Bin dört yüz iki yılında,
Hamidoğulları ve Tekeoğullarıyla,
Osmanlının Ankara ilinde
Babası yıldırım Beyazıt ve onun dilinde
Savaşıyordu, Allah Allah nidalarıyla…

Bazı kaynaklar ‘öldü’ der, onun için bu savaşta
Şehit kanı vardır dostlar, savaş meydanında taşta
Timur’a esir düştüler, babasıyla gözler yaşta
Nefes darlığına düşüp, vefat edince babası…

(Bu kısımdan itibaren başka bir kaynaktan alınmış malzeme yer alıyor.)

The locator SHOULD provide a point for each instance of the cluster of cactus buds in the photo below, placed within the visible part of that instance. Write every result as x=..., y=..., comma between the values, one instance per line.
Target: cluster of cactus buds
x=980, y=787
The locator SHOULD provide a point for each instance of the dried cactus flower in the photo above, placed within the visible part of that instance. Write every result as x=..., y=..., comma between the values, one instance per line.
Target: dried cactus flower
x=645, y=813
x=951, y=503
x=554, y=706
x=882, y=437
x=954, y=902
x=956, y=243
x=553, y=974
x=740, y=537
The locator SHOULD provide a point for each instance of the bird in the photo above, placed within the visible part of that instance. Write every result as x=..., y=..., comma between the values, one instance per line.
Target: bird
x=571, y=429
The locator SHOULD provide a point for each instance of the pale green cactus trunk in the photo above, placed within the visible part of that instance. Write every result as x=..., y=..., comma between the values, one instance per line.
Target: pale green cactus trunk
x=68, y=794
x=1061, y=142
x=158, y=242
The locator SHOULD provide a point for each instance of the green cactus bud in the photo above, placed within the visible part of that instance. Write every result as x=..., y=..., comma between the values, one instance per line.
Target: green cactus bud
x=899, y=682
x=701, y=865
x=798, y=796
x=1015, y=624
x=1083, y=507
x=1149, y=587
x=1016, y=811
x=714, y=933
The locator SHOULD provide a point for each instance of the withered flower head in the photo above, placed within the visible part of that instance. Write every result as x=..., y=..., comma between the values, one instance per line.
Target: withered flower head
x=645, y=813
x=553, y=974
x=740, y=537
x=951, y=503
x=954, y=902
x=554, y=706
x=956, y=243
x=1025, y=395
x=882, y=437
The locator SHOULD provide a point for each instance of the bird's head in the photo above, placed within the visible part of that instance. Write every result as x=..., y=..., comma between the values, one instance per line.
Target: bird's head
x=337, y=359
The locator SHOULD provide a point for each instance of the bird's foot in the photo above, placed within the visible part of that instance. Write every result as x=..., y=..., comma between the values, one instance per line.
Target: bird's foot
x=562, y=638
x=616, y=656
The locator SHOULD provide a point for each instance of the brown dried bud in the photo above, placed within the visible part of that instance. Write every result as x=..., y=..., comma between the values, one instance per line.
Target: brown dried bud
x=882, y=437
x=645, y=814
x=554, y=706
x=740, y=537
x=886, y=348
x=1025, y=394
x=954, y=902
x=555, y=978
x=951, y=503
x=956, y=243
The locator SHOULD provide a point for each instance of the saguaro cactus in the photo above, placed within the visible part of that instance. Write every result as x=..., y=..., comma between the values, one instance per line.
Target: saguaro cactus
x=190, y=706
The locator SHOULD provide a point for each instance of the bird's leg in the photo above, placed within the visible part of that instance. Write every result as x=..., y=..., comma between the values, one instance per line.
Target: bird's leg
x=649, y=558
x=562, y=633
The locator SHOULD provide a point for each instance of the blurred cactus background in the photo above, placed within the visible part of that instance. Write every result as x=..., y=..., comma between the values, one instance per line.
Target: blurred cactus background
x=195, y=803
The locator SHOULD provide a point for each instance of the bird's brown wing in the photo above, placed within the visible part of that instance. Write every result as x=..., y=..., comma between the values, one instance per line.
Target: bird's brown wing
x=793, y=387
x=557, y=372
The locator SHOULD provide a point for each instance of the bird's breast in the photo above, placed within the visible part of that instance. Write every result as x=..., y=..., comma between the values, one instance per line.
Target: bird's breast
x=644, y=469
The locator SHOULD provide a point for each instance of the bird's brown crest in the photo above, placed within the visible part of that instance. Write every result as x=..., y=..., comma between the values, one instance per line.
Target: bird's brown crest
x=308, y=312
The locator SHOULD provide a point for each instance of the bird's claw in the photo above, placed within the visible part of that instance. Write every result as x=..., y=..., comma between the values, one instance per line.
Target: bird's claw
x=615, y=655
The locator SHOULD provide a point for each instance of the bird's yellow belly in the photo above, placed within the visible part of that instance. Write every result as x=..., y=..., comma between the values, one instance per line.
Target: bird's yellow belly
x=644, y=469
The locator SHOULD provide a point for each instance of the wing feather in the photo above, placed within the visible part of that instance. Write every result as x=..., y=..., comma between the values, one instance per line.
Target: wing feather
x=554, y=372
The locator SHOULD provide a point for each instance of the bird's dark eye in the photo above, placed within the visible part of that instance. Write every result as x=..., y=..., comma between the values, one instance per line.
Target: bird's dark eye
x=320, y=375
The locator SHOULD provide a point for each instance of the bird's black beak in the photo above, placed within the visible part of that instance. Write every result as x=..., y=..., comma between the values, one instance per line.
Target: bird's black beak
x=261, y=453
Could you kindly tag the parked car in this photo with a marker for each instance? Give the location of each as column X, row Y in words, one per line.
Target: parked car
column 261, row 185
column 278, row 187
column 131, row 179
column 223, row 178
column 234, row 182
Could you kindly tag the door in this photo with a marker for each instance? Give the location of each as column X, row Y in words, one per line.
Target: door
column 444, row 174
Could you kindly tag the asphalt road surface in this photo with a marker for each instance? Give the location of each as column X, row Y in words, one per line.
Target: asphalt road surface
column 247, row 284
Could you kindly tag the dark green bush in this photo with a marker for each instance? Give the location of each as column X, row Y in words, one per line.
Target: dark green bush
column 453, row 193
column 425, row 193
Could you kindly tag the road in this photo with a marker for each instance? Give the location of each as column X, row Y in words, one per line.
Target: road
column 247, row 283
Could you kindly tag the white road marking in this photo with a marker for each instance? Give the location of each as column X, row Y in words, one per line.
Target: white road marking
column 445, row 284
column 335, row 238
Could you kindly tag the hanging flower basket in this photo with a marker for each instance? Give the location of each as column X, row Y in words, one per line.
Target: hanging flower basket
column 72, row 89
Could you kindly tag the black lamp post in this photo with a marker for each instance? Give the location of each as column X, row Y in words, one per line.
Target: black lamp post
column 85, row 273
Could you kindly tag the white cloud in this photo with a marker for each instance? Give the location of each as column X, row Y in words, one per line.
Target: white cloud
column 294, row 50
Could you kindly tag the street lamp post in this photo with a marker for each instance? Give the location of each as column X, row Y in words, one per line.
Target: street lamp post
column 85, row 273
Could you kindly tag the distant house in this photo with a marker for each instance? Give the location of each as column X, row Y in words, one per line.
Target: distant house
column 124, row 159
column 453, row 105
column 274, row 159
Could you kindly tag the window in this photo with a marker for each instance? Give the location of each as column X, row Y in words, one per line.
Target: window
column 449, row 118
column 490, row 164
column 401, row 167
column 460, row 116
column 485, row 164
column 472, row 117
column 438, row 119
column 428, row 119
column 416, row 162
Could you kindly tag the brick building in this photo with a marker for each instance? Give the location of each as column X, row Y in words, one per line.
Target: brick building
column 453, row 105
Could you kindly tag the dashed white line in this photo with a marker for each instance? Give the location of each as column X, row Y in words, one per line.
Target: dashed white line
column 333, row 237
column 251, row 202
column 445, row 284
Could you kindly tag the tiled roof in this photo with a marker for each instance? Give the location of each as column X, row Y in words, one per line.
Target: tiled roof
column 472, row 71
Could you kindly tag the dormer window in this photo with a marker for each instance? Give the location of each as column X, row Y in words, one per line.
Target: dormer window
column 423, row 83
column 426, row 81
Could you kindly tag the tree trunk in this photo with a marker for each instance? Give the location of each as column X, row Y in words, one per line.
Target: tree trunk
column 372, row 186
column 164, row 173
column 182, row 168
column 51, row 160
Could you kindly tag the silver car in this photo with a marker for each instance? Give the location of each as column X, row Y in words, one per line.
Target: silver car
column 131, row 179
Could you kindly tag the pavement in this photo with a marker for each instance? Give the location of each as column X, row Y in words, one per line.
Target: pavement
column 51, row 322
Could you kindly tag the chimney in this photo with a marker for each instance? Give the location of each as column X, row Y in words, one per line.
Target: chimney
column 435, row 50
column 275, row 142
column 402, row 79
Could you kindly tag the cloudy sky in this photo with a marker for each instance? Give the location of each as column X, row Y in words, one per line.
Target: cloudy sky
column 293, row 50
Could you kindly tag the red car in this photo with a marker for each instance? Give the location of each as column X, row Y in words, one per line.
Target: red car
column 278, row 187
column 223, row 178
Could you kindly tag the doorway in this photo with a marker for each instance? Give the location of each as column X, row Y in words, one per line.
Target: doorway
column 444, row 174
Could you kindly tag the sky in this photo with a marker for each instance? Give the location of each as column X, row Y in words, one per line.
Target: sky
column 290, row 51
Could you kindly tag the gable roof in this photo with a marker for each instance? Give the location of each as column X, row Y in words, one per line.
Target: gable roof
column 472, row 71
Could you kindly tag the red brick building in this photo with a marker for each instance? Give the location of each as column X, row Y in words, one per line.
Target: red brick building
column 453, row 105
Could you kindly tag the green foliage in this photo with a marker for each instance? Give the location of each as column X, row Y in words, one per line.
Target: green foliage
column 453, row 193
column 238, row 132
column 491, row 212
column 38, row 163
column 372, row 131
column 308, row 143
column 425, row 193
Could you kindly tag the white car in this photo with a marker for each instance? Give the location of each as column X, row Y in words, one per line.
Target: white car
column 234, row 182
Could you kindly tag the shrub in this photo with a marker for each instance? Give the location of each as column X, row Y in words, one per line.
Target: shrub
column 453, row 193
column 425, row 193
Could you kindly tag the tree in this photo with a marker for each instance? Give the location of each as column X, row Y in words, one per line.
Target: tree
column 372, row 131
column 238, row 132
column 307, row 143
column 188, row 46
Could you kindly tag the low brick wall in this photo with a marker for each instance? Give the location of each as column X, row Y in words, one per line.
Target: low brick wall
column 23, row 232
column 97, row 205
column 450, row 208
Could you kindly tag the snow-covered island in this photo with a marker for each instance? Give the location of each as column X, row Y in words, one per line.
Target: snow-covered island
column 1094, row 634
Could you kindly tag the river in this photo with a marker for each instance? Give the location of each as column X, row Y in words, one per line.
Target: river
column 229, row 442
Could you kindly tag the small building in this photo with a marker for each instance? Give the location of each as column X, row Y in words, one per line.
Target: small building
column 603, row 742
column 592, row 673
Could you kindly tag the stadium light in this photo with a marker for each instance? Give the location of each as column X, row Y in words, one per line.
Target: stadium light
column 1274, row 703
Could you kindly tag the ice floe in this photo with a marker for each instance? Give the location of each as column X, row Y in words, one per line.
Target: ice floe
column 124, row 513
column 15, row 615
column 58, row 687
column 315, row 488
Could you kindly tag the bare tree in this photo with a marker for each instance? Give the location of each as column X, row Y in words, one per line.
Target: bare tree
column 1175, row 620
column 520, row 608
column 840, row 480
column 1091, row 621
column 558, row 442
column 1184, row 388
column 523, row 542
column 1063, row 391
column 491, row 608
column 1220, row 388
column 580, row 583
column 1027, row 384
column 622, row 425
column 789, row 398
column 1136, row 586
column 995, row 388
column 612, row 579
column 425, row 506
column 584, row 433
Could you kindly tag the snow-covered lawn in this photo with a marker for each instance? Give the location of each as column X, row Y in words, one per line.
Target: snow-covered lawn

Timur ile yola düşer, Semerkant’a götürülür
Yatağa düşerek beşer, Timur da bir gün ölür
Ölürde bizim çelebi, Anadolu’ya yol bulur
Adımlar yolu, hem koşar, sırtta kalınca abası…

En önce bu yolculukta, Niğde’ye itti ayaklar
Kim bilir kim destek olur, kim yardım eder dayaklar
Belki de Kastamonu da, İsfendiyar beyi aklar
Sultan olmaya yol bulur, bunadır ince çabası…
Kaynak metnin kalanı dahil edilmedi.